S’agissant de la décision fixant le pays de destination :
- elle a été prise par une autorité incompétente ;
- elle est illégale par voie de conséquence de l’illégalité de la décision portant obligation de quitter le territoire français ;
- elle méconnaît les stipulations de l’article 3 de la convention européenne de sauvegarde des droits de l’homme et des libertés fondamentales ;
- elle méconnaît les stipulations de l’article 3 de la convention européenne de sauvegarde des droits de l’homme et des libertés fondamentales.

Par un mémoire en défense, enregistré le 2 janvier 2024, le préfet du Nord conclut au rejet de la requête.

Il fait valoir que les moyens soulevés ne sont pas fondés.

Par un mémoire, enregistré le 25 août 2025, Mme B... informe le tribunal qu’un titre de séjour lui a été délivré et qu’elle maintient seulement ses conclusions présentées au titre de l’article L. 761-1 du code de justice administrative.

Mme B... a été admise au bénéfice de l’aide juridictionnelle totale par une décision du 25 septembre 2023.

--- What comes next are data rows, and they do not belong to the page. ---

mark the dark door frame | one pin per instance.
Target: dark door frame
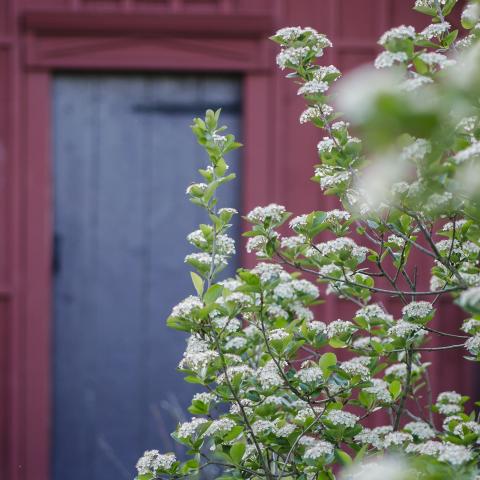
(115, 42)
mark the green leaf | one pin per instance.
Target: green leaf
(236, 452)
(326, 361)
(344, 458)
(395, 388)
(197, 283)
(212, 294)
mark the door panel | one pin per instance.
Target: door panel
(123, 156)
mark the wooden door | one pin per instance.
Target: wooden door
(123, 156)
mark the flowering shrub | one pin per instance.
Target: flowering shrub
(276, 400)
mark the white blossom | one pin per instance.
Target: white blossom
(339, 327)
(313, 87)
(153, 460)
(318, 450)
(388, 59)
(187, 429)
(220, 426)
(417, 310)
(260, 214)
(473, 344)
(435, 30)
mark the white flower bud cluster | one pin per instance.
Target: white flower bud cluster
(357, 366)
(188, 429)
(220, 426)
(340, 327)
(417, 310)
(319, 449)
(153, 460)
(272, 212)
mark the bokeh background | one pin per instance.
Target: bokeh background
(95, 154)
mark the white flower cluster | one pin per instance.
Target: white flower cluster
(271, 212)
(403, 329)
(415, 81)
(473, 344)
(374, 312)
(277, 334)
(293, 241)
(319, 449)
(420, 430)
(436, 59)
(342, 418)
(187, 429)
(337, 216)
(340, 327)
(435, 30)
(315, 112)
(197, 355)
(417, 310)
(388, 59)
(471, 325)
(313, 87)
(220, 426)
(153, 460)
(186, 307)
(398, 33)
(310, 373)
(374, 436)
(326, 145)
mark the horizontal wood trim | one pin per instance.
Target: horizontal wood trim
(68, 23)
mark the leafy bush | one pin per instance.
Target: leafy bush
(277, 401)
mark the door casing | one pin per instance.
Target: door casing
(103, 42)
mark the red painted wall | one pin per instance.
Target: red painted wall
(38, 36)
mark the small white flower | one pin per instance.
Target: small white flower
(260, 214)
(473, 344)
(326, 145)
(187, 429)
(388, 59)
(318, 450)
(153, 460)
(435, 30)
(417, 310)
(220, 426)
(340, 327)
(313, 87)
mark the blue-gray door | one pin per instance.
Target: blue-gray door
(123, 156)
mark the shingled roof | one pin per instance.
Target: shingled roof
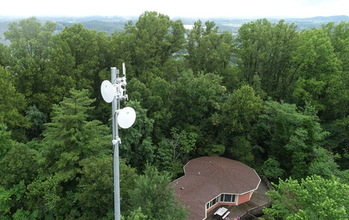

Vu les autres pièces du dossier.

Vu :
- la loi n° 91-647 du 10 juillet 1991 ;
- le code de justice administrative.

La présidente de la formation de jugement a dispensé la rapporteure publique, sur sa proposition, de prononcer des conclusions à l’audience.

Les parties ont été régulièrement averties du jour de l’audience.

Le rapport de Mme Bergerat, a été entendu au cours de l’audience publique.

Considérant ce qui suit :


Dans le dernier état de ses écritures, Mme B... fait valoir qu’après la délivrance d’un titre de séjour elle maintenait seulement ses conclusions tendant à l’application des dispositions de l’article L. 761-1 du code de justice administrative. Elle doit être considérée comme s’étant désistée purement et simplement de ses conclusions aux fins d’annulation et d’injonction sous astreinte. Rien ne s’oppose à ce qu’il en soit donné acte.

Sur les frais liés au litige :

Mme B... a obtenu le bénéfice de l’aide juridictionnelle. Par suite, son avocat peut se prévaloir des dispositions de l’article 37 de la loi du 10 juillet 1991. Il y a lieu, dans les circonstances de l’espèce, de mettre à la charge de l’Etat la somme de 800 euros à verser à Me Navy, sous réserve que ce dernier renonce à percevoir la somme correspondant à la part contributive de l’État.

D E C I D E :


Article 1er : Il est donné acte du désistement des conclusions aux fins d’annulation et d’injonction sous astreinte de Mme B....

Article 2 : L’Etat versera à Me Navy une somme de 800 euros en application des dispositions du deuxième alinéa de l’article 37 de la loi du 10 juillet 1991, sous réserve que Me Navy renonce à percevoir la somme correspondant à la part contributive de l’Etat.

Article 3 : Le présent jugement sera notifié à Mme A... B..., à Me Sanjay Navy et au préfet du Nord.

Copie sera adressée pour information au ministre de l’intérieur.

Délibéré après l'audience du 18 septembre 2025, à laquelle siégeaient :
- Mme Hamon, présidente,
- Mme Bergerat, première conseillère,
- Mme Célino, première conseillère,

Rendu public par mise à disposition au greffe le 9 octobre 2025.



La rapporteure,

Signé


S. Bergerat




La présidente,

Signé


P. HamonLa greffière,


Signé


S. Ranwez


La République mande et ordonne au préfet du Nord en ce qui le concerne, ou à tous commissaires de justice à ce requis en ce qui concerne les voies de droit commun contre les parties privées, de pourvoir à l’exécution du présent jugement.